Dead End in the title the Committee of National Remembrance links to the book to the first volume  Váltóállítás [Track Switch]  of the series Hungarian countryside in the 20th century. That is another way to indicate that the “track switch” of 1945 led to a dead end (or to a tail track, to stay with the transport metaphor) for Hungarian rural society. Whoever takes the book in their hands, work of the Rural History Research Group of both the Research Centre for the Humanities of the Hungarian Academy of Sciences and the Committee of National Remembrance can get a full picture of how rural society reacted to the sovietization imposed upon them. One can learn about the process of industrialization as well as about how the elite from before 1945 was removed and who stepped in their place. It tells the most interesting story of the first female ispán (count) of Hungary, and there is a lot of information on who the political elite in Fejér county was composed of between 19454 and 1962.

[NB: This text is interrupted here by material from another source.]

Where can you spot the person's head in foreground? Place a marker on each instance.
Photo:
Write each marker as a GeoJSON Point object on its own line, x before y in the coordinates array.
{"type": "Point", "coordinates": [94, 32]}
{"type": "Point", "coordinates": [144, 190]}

What did the little man do?

The greatest merit of the book ‘Vakvágány’ is that we can read about the tribulations of the majority of Hungarian society as well as the retributions on minorities in Hungary and on Hungarian minorities across the borders are shown in various segments. For example, it is shown how Hungarians in Tito's Yugoslavia in 1956 reacted to the revolution. We can learn about how German minorities in Veszprém county were moved from one village to another as well as about a show trial in Transylvania after 1956.

There have been a good number of papers on the history of local resistance, on how the little man tried to fight the absurdities of the dictatorship. One can find plenty of reading on the experience of collectivization, produce delivery to the state and confiscations as part of everyday life. In the book we can read about how small Catholic communities existed at the turn of the 1940s-50s in Debrecen, and how much room a parish priest in Dabrony had in the fifties. All in all, the book by the Committee of National Remembrance really fills a void and we are looking forward to the next part of the series.